May 04, 2007

Where is the outrage?

Today Fred asks the tough questions about gender oppression in the Middle East and elsewhere:

One of the worst examples of this gender oppression was Afghanistan during the Taliban days. Women were not allowed to go to school, to work outside the home or even go out in public without a male family member. A woman with a medical emergency, but no male relatives to take her to a doctor, was expected simply to suffer or die. An aged woman with no one to bring her food was expected to starve. Too many did.

Life for women under the Taliban and similar governments ought to inspire anger and indignation in everybody, especially human rights advocates. I’m constantly surprised, however, by the apparent apathy among many who say they care about the rights of women and other minorities.

I doubt, for example, that our television networks have spent as much time exposing the horrors of life for millions of women in pre-liberation Iraq and Afghanistan as they’ve spent covering Abu Ghraib. For some reason, everyday atrocities such as the endemic beatings, honor killings and forced marriages of women just don’t seem to be newsworthy.

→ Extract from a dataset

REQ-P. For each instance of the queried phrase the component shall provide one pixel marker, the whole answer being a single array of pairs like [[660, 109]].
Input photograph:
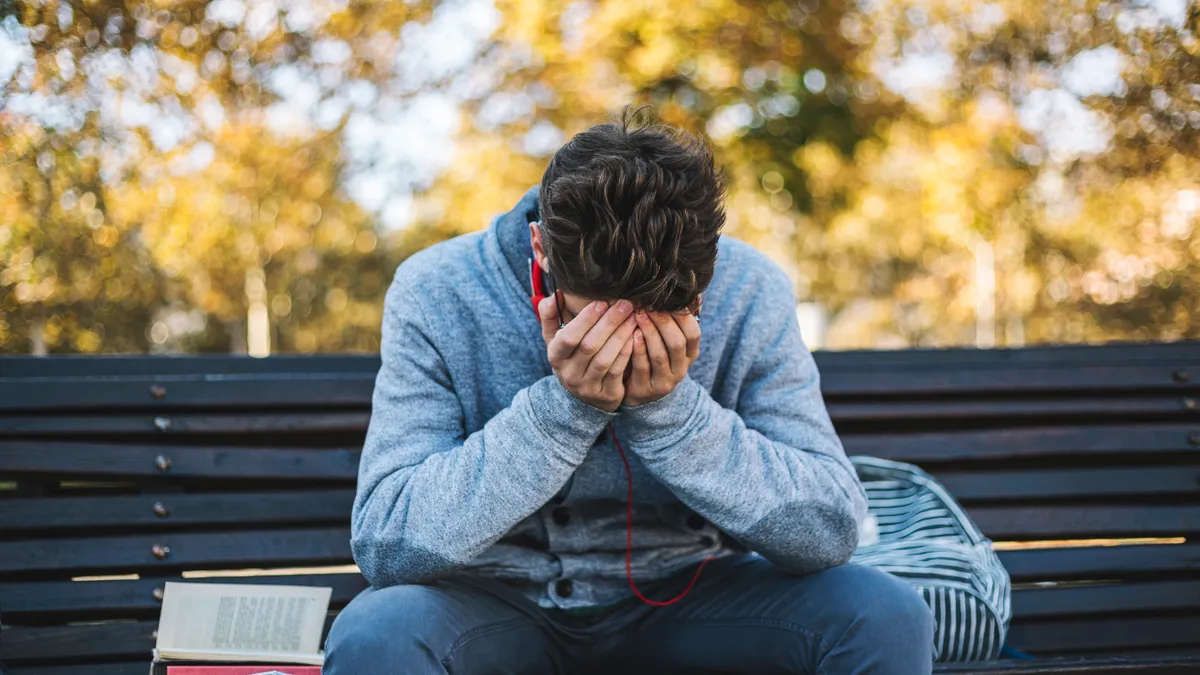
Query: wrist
[[654, 424]]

The other side of that coin is that we also rarely hear about dramatic improvements in the lives of women when they come about due to American actions.

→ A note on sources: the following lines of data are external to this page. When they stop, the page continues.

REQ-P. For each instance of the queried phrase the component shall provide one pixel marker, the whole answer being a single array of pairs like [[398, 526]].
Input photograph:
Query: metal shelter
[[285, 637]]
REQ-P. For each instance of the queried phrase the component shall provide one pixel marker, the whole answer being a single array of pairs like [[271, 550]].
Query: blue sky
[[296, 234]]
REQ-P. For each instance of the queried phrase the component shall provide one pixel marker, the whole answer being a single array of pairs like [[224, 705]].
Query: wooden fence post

Fred's right.  Where is the outrage at the perpetrators of these crimes?  Where is the praise for those who come in behind and right the wrongs?  Whether the hero is from the US or anywhere else?

Why does the media CONSISTENTLY portray the US as the world's only bad guy?  Because we supposedly know better than the savages who live in other, less-advanced countries?  Are they saying that people from other countries are STUPID?  Or just that we should expect this kind of behavior, as we would from children, or animals who don't know any better?

Evil is evil.  Cruelty is cruelty.  Period.  It shouldn't matter whether it's a battered wife in Peoria or a widow starving to death in Taliban-ruled Afghanistan.  Everyone should be brought to task for their bad acts equally.

On the other hand, good is good, too.  And it should be praised.  Yet we never hear the good stories, the uplifting moments, the people and programs that reach out.  All we hear is the bad, when it finally gets reported.

We should challenge ourselves to do as Fred ultimately suggests, to look at both sides of the story and ask "Where is the outrage?  Whence comes the help?" and put these events back into real-life perspective, rather than seeing them only in the harsh blue glow thrown off by the boob tube.